Voici un autre hommage: par la communauté
locale de la ville de 'Holone et celle d'Achdod en Israël
Nous sommes dans une ville très typique avec de
très nombreuses synagogues emplies de jeunes et d'adultes qui
étudient chaque jour, en plus de leur activité professionnelle.
Encore une image peu connue d'Israël quand les médias divisent
de façon fausse Israël en religieux de yeschivotes et laïcs
opposés. Une image partie du peuple continue l'étude traditionnelle
comme dans toutes les générations. L'ambiance est détendue,
populaire.
Ici le Rav David parle aux côtés du Rav Yéhiel Abouhatséra
de Ramlé.
A la fin de la rencontre, dans la très gentille
décontraction, les jeunes demandent des bénédictions
et embrassent la main du Rav et de tout ce qu'il représente.
Des gestes séculaires qui doivent aussi replonger le Rav dans
ce qu'il a connu dans son enfance. C'est aussi cela Israël. Ils
ont tellement l'art de mettre du bonheur au coeur même en ces
moments. Baroukh Hachém.
Des natifs du Maroc qui ont bien connu les Messas alors viennent rencontrer
la Rabbanite Jamila Messas.
Elle est très entourée par des jeunes filles, enthousiasmées
par la vie de cette femme,
et sensibles à sa souffrance après une vie de couple de
plus de 70 ans, qui l'embrassent
et elles lui demandent des bénédictions pour leurs projets
de vie et pour les malades,
ce qu'elle donne gentiment. Emotion.
C'est cela aussi la vie en Israël, la proximité immédiate,
une grande famille, sincère.
Elle reçoit et ressent ces baisers d'enfants.
Le sourire revient après les larmes sous cette tendresse.

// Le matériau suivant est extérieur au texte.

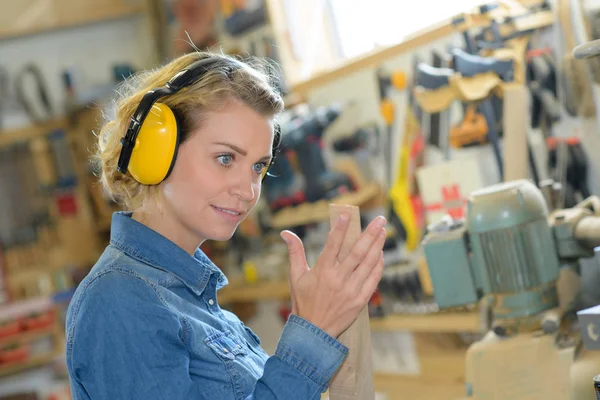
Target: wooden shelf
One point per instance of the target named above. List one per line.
(34, 362)
(61, 14)
(254, 292)
(12, 136)
(310, 213)
(412, 42)
(443, 322)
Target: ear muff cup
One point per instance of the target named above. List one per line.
(156, 146)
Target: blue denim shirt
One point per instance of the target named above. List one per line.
(146, 324)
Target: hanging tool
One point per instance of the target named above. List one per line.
(386, 82)
(472, 129)
(469, 66)
(4, 83)
(400, 208)
(304, 135)
(39, 110)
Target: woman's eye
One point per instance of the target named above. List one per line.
(225, 159)
(259, 167)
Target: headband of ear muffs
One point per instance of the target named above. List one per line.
(154, 132)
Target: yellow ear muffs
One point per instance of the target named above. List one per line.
(156, 146)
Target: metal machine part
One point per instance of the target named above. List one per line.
(510, 250)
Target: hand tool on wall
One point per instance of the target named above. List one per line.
(439, 123)
(471, 66)
(283, 186)
(577, 90)
(354, 379)
(39, 110)
(386, 82)
(541, 80)
(568, 165)
(471, 130)
(65, 168)
(511, 256)
(4, 83)
(304, 135)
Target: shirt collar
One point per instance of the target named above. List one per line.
(149, 246)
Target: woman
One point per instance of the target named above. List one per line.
(145, 323)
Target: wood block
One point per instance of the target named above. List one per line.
(516, 126)
(354, 379)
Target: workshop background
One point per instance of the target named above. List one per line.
(406, 110)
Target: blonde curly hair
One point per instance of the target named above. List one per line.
(251, 84)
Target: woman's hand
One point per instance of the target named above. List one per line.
(332, 294)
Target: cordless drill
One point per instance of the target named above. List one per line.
(304, 135)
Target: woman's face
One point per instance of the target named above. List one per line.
(216, 179)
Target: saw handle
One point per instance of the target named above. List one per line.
(470, 65)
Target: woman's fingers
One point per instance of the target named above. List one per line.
(372, 281)
(335, 239)
(362, 246)
(370, 260)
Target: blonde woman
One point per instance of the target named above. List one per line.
(185, 155)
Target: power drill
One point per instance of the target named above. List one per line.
(304, 134)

Des retrouvailles étonnantes après tant d'années.
On se parle en judéo-marocain évidemment.
Ici avec le Rav Cohen. Regardez bien le public qui a sa particularité.
La communauté très gentille a offert aux 7 filles de la
famille Messas un tableau du Papa.
Cette ambiance familiale au niveau d'un très grande salle produit
un effet de bonheur sur les endeuillés.
Une telle famille, 7 frères et 7 soeurs, unis dans la Torah et
l'affection envers les parents,
c'est une famille biblique.
Cela rappelle aussi, à tous ces originaires d'Afrique du Nord,
la vie qu'ils connaissaient là-bas.
Le sourire, dans cette ambiance, revient un peu sur le visage de la
mère de toute cette assemblée très émue.
Plus que tout autre, elle est vue comme représentant le Rav aimé
de tous ces Juifs.
Cette fois, le sourire revient quand le Rav Amar lui parle en judéo-marocain
comme dans son enfance
où il venait voir la maman Messas. Des moments très émouvants
et une prise en charge
de la peine de l'endeuillée par tout un peuple-famille qu'elle
a servi toute sa vie.
Et, en Israël, cela se vit pleinement. Regardez les visages si
attentifs envers elle,
si impressionnés, heureux.
Cette communauté a réussi à donner, par son affection
dans la Torah,
ce sourire. Sans prix. Toute cette mobilisation suffirait rien que pour
ce sourire!

Que le Ciel lui accorde santé et cette affection
de la part de notre grande famille qui aime tant Celui qui est devenue
toute lumière.
Et restera toujours la moitié d'elle.
Je ne peux l'exprimer que par ces fleurs qui lui ressemblent.
Voilà, avec Modia, vous avez passé encore un vrai moment
en Israël,
pas un séjour dans un club comme dans n'importe quel pays,
mais dans la vraie vie du peuple de la Torah.
C'est la majorité du peuple en Israël.
Pour terminer: un être humain comme nous, ne peut pas parvenir
à cette lumière
s'il n'applique pas avec sincérité cet enseignement du
Traité Méguila 6a:
Et, également à notre place de lecteurs membres du peuple
à qui ce père, le Rav Chalom Messas, zal,
transmettait pour tous sa connaissance de la Torah, nous assumerons
aussi ce qui vient d'être dit.
Si D.ieu veut, je placerai sur le site des études de halakha,
des questions de halakha
et les réponses telles qu'elles sont dans ses livres.
J'en avais parlé avec le Rav et je lui avais montré les
exemples qui sont prêts, avec mes notes déjà rédigées.